Demme doesn't always home in on the most active thing happening inside a frame. Sometimes he'll let the background animate the foreground, drawing the eye deep into the space, like when Byrne, standing still, eclipses Holt and Mabry dancing wildly for each other. Occasionally he'll elide a key moment, letting its result surprise the viewer instead. During "Take Me to the River," Byrne drops out of the frame hatless and reemerges moments later wearing a bright orange baseball cap of unknown origin. Demme's wry humor and penchant for joyful confusion mirrors the band's; about half an hour in, Byrne asks the audience, "Does anybody have any questions?"

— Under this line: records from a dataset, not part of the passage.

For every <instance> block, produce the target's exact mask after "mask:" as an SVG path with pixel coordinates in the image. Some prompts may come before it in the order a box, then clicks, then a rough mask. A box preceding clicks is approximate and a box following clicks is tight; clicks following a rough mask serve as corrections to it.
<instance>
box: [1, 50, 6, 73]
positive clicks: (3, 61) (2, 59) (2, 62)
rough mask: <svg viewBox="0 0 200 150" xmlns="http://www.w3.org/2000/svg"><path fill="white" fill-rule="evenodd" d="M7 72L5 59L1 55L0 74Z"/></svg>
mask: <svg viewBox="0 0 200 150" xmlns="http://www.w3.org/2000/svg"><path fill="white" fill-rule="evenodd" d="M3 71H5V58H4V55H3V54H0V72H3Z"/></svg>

The musicians play with the camera as well as each other. Percussionist Steve Scales catches its gaze and sticks his tongue out at it; Byrne, during "Girlfriend Is Better," offers the camera his microphone, as though those of us watching could seize the opportunity to sing with him. These gestures invite the viewer to empathize not with the audience dancing in the pit, but with the band members themselves. There's hardly any cheering in the audio mix. The crowd appears mostly in silhouette, bouncing against the bottom edge of the frame. Demme takes us to the other side of the invisible but powerful curtain between performer and observer. The camera even lingers onstage when, at the end of the film, a real curtain falls.

More than Byrne's iconic double-wide suit, which gets introduced to the camera with a slow shot of its double-wide shadow, Stop Making Sense persists for its ability to immerse the viewer completely in the band's chemistry. Demme cleaves through the spectacle of the concert to get at the human spark dancing within. He takes us to the river and dunks us till we're soaked.